Gıda ve alkolsüz içecekler, alkollü içecekler ile tütün ürünleri ve altın hariç, Mayıs itibariyle yıllık çekirdek enflasyon daha yüksek yüzde 8.77 olarak çıktı.
Enflasyon üzerindeki arz etkiler ve mevsimsel etkiler bertaraf edildikten sonra kİ çekirdek enflasyon trendini daha net gösteriyor. Çekirdek enflasyon düşmediğine göre, Mayıs ayındaki yıllık enflasyonda düşme geçicidir. Kaldı ki, yüzde 6.58 yıllık enflasyonda dünya ortalamasına göre yüksektir. Zira Dünya ortalama enflasyon oranı yüzde 3.5′, gelişmiş ülkeler ortalaması yüzde 0.5, gelişmekte olan ülkeler ortalaması ise yüzde 6’dır.
Enflasyonu IMF ve IMF politikaları dejenere etti… 2001 yılında IMF’ baskısı ile hazırlanan 3 yıllık program, Çiftçinin, memurun ve işçinin kemer sıkması esasına dayanıyordu. Çiftçiye verilen destekler yüzde 50 azaltıldı. İşçi ve memura zam beklenen enflasyon kadar verildi. Ancak o yıllar beklenenden yüksek çıkan enflasyonlar emekçiden götürdü. Halkın gelirini kısmak, yani kemer sıkmak, ilk yıllar tüketimin kısılmasına neden olur ve fakat sonra daha fazla ertelenemeyen ihtiyaçlar nedeni ile halk servetini satar veya borç alır tüketime devam eder.
Çekirdek enflasyondan da anlaşılacağı gibi Türkiye de enflasyon kronikleşti. Para ve faiz politikası ile kemer sıkmayla önlenmez. En önemli sorun düşük verimliliktir.

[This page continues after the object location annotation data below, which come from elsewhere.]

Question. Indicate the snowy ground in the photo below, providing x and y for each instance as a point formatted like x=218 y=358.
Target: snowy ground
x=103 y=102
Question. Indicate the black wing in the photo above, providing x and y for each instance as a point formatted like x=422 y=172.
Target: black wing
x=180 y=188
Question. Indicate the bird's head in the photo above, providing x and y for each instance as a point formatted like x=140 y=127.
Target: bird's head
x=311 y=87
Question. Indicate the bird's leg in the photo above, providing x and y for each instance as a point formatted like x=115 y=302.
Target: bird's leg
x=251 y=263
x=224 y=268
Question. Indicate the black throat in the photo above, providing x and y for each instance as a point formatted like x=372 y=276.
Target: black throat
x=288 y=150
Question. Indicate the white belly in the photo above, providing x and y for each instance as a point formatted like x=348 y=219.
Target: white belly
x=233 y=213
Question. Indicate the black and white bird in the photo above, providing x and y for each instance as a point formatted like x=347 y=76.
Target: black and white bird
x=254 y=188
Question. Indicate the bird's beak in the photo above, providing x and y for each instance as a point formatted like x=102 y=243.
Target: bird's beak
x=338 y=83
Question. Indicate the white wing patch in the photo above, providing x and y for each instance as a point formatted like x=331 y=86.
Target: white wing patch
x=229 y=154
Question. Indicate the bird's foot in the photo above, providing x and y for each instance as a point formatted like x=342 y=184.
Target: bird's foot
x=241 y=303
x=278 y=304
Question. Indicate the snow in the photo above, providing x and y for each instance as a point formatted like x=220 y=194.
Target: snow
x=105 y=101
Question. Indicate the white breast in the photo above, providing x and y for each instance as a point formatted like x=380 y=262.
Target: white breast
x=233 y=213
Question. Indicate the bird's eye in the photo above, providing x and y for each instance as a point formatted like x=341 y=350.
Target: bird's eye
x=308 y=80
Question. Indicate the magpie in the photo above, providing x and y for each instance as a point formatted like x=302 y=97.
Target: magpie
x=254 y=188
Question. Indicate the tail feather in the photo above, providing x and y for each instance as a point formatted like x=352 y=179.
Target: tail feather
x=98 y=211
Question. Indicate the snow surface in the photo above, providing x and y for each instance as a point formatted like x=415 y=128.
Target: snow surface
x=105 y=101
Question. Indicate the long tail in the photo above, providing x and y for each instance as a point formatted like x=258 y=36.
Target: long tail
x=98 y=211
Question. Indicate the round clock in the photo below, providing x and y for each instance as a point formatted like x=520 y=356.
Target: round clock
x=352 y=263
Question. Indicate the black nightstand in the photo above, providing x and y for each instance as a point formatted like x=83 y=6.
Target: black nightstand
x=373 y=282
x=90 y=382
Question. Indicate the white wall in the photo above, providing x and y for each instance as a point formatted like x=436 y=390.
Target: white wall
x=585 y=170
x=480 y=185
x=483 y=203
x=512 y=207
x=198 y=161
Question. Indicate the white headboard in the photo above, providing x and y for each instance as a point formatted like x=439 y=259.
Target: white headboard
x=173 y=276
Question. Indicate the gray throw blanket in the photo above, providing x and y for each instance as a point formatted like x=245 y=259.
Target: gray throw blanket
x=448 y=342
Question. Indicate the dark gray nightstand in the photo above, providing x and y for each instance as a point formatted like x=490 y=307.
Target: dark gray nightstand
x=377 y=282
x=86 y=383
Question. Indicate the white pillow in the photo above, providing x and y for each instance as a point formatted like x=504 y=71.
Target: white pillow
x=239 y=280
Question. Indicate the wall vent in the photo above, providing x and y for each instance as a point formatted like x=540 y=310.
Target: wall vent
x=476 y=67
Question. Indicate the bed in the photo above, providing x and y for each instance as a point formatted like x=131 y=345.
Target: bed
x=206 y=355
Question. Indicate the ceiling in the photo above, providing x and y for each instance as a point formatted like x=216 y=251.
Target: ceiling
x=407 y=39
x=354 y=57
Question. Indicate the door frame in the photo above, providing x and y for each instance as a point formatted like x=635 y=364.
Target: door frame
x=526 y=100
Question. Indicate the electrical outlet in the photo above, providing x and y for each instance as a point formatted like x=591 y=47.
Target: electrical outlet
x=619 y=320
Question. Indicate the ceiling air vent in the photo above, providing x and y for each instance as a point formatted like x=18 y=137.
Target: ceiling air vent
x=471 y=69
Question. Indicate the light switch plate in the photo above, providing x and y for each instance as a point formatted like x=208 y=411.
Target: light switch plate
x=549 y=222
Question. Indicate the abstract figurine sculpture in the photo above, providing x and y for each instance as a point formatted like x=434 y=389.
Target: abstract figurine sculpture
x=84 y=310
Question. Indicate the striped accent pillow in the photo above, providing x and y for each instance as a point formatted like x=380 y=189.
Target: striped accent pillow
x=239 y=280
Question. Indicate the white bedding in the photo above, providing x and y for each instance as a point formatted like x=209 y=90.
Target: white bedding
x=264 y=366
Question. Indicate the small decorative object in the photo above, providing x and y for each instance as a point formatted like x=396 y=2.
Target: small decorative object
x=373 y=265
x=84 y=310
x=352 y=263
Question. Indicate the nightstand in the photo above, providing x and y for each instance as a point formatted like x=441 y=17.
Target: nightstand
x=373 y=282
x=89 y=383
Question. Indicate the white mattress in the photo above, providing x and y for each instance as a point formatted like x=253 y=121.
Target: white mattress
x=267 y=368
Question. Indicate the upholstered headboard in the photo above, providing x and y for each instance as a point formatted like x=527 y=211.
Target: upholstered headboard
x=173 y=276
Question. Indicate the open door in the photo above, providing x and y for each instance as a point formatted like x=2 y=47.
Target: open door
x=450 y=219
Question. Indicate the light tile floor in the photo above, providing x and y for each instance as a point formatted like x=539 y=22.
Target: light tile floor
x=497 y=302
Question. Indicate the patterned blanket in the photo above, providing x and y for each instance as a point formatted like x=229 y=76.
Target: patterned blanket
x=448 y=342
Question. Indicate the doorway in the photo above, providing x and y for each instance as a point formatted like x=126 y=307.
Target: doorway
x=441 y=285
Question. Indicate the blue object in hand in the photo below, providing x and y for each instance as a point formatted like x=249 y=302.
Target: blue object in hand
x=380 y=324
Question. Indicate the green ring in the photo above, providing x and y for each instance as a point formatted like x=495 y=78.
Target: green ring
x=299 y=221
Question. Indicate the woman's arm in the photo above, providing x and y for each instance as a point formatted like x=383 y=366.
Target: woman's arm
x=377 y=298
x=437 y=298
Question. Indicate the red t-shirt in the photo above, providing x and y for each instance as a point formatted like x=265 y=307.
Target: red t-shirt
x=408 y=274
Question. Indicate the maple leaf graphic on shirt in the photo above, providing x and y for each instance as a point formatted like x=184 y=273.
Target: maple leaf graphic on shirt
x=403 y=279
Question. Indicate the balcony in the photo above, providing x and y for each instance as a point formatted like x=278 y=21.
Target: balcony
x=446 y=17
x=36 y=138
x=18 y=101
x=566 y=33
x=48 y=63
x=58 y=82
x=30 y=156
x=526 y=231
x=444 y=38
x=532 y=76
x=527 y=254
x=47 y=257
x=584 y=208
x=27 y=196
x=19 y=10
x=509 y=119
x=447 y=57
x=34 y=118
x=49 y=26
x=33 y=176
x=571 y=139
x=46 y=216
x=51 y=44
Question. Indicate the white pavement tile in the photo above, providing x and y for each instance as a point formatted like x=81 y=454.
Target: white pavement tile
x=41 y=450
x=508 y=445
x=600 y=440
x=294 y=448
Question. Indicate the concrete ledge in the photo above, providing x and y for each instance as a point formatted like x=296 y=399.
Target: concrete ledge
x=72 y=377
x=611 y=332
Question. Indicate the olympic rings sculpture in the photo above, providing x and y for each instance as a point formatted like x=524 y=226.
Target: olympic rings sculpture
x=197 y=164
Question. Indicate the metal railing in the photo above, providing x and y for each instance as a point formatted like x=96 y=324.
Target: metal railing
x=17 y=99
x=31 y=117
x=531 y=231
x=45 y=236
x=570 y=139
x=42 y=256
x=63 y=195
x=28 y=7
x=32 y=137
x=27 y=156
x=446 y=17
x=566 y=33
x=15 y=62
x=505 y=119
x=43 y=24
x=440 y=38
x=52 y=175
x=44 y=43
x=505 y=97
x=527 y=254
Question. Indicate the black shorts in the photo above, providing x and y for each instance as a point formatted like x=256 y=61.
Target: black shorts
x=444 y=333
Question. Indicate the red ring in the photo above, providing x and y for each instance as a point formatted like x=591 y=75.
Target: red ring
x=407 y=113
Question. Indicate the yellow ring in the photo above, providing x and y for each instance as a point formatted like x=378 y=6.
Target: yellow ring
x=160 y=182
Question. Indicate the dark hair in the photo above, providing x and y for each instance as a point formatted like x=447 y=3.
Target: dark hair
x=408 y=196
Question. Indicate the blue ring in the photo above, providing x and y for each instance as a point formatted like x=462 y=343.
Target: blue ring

Bir başka sorun kamu hizmetleri ve bürokraside hantallaşmadır. Bir başka sorun kırılganlığı artıran Dalgalı kur politikasıdır. Piyasada tekelci ve oligopolcü yapıların olmasıdır. Bu doğrulara yanaşmayan bu günkü iktidarın enflasyonu düşürmek gibi bir misyonu yoktur.